OASIS Mailing List ArchivesView the OASIS mailing list archive below
or browse/search using MarkMail.

 


Help: OASIS Mailing Lists Help | MarkMail Help

[Date Prev][Date Next][Thread Prev][Thread Next][Date Index][Thread Index]

Re: [xml-dev] storing XML files



Chris Parkerson wrote:

> ... and being able to
> do fast queries across large document sets is NOT a requirement (i.e.
> you've got 1000+ stock quote documents, but you do not need to query
> over them as an aggregate), then the XML capabilities of the RDBMS
> vendors should be sufficient.

I don't understand this statement. What does the number of documents
matter? If each stock quote document holds a single quote -- that is, a
single row of data -- then a relational query should be very fast. As
Soumitra Sengupta pointed out in his reply, I think the issues are
nesting depth and how semi-structured the data is, not size.

> Oracle
> 9i's XML support is really limited with their new vaunted "XMLType"
> column data type being nothing more than a convenience wrapper around
> the CLOB type: XML still gets stored as a blob.

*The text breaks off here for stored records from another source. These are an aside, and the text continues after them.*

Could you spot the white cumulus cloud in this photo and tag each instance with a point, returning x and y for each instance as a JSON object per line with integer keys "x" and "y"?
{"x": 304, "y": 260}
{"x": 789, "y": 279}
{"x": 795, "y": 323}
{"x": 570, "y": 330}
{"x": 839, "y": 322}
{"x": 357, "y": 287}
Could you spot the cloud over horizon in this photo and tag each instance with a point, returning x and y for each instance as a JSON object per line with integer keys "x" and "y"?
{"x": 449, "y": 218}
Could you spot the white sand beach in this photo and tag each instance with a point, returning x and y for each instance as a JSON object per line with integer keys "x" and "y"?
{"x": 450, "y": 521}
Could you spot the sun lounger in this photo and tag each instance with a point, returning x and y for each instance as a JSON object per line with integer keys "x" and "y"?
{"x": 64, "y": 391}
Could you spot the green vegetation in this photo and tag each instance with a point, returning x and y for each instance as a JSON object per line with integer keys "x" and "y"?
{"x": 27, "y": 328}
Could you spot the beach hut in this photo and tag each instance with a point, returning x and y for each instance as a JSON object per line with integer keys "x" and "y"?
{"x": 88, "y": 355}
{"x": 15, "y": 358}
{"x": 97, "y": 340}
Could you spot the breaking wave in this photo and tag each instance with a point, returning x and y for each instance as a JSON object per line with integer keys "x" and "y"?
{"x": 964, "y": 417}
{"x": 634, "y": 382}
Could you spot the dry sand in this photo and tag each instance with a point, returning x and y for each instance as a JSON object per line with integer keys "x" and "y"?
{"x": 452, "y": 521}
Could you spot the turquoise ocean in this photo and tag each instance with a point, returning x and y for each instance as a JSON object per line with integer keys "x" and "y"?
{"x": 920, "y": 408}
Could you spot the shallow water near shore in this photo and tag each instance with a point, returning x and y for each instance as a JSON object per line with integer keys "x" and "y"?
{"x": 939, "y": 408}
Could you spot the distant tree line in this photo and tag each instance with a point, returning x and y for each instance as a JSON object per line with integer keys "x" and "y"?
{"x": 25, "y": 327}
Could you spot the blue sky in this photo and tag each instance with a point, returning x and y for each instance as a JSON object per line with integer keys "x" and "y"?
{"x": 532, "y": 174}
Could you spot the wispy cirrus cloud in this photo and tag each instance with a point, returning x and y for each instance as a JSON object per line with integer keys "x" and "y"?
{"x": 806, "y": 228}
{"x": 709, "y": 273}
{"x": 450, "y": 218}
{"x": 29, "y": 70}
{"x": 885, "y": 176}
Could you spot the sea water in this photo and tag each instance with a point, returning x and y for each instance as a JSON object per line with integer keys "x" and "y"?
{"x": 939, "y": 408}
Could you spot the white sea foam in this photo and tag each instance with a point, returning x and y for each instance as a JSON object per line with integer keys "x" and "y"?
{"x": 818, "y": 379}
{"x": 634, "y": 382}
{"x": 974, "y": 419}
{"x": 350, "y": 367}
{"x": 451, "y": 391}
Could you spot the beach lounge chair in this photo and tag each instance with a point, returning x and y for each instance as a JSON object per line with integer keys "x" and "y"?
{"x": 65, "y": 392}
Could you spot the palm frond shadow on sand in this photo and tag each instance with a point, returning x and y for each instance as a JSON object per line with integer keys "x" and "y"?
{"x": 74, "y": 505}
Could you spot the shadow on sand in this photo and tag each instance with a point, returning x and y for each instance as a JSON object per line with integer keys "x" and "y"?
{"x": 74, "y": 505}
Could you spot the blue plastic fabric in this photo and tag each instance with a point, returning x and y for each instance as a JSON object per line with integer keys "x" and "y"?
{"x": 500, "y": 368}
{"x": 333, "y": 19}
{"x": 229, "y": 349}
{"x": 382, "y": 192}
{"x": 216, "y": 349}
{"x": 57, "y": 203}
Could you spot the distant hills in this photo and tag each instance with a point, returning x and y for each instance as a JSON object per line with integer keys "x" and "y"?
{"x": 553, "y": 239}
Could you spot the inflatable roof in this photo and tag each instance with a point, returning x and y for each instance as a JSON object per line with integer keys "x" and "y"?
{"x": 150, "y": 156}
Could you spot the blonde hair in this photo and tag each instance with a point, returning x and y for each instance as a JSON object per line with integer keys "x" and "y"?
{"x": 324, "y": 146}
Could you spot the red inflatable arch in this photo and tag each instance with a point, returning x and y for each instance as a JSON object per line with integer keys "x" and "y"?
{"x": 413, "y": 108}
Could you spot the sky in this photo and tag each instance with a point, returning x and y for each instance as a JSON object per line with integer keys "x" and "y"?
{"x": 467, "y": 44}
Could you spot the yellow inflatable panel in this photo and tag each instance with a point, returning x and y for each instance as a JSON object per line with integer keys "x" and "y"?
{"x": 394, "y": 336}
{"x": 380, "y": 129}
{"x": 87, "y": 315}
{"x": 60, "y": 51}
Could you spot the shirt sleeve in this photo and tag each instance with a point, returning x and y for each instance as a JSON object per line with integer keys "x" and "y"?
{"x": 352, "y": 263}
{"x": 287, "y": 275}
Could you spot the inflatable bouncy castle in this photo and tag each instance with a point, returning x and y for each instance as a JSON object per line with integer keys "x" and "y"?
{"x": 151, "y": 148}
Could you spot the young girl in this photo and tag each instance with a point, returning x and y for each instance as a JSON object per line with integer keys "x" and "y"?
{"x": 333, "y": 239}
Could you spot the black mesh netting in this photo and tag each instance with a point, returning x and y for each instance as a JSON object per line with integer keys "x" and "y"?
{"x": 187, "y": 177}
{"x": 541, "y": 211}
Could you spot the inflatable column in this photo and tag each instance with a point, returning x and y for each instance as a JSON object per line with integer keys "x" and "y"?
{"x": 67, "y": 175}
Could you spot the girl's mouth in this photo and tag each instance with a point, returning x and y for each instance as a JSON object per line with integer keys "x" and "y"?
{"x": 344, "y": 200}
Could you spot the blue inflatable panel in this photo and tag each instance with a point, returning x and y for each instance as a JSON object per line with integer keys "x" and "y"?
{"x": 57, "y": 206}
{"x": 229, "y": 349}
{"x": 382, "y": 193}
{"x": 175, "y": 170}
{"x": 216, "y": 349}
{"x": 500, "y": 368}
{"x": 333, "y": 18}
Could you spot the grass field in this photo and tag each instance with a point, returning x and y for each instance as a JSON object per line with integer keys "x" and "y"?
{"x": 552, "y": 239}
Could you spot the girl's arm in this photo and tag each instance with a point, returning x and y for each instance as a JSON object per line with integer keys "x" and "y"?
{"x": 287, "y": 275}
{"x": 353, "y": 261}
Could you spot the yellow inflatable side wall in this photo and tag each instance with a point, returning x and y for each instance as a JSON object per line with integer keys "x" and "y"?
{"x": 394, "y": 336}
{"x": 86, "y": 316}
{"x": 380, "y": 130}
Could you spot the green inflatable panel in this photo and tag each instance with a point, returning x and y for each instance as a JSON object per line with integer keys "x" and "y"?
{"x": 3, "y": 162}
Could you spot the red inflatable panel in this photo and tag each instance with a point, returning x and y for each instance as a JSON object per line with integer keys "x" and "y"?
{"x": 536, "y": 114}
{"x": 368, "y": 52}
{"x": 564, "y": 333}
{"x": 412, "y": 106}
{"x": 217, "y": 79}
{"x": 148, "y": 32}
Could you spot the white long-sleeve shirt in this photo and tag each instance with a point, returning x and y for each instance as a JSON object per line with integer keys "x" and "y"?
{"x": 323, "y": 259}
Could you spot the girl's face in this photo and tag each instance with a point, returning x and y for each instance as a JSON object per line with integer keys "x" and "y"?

This is only part of Oracle 9i's support. They have two other ways to
map XML to the database. The first uses SQL3 object views to perform the
obvious object-relational mapping between XML documents and the
database. The second is the Internet File System (iFS), which uses
mapping files.

>  Keep in mind, however,
> that each RDBMS vendors approach to handling XML is going to be
> proprietary: you will have little to no code [portability]

Let's take a closer look at this. An XML/database application usually
consists of a number of parts:

1) APIs. These are proprietary in RDBMSs, but also in native XML
databases as well. That is, there is currently no way to write an XML
application that is portable with respect to database access. This is
because there is no widely supported standard API. (There is a good
start in this direction -- the XML:DB API -- but it is not yet widely
enough implemented by database vendors to make truly portable
applications a reality.)

In fact, the only way current to write an XML application that is
portable across databases is to use object-relational middleware against
a relational database. This is because a number of middleware vendors
use ODBC, OLE DB, or JDBC for database access. So while you will be
locked into a single vendor's API, the application will be portable
across databases.

2) Query language. This is also not standardized across databases. While
the most popular query langauge is probably XPath (usually with
extensions for multi-document queries), numerous other query languages
-- all of them proprietary -- are supported as well. This is true of
XML-enabled relational databases as well as native XML databases.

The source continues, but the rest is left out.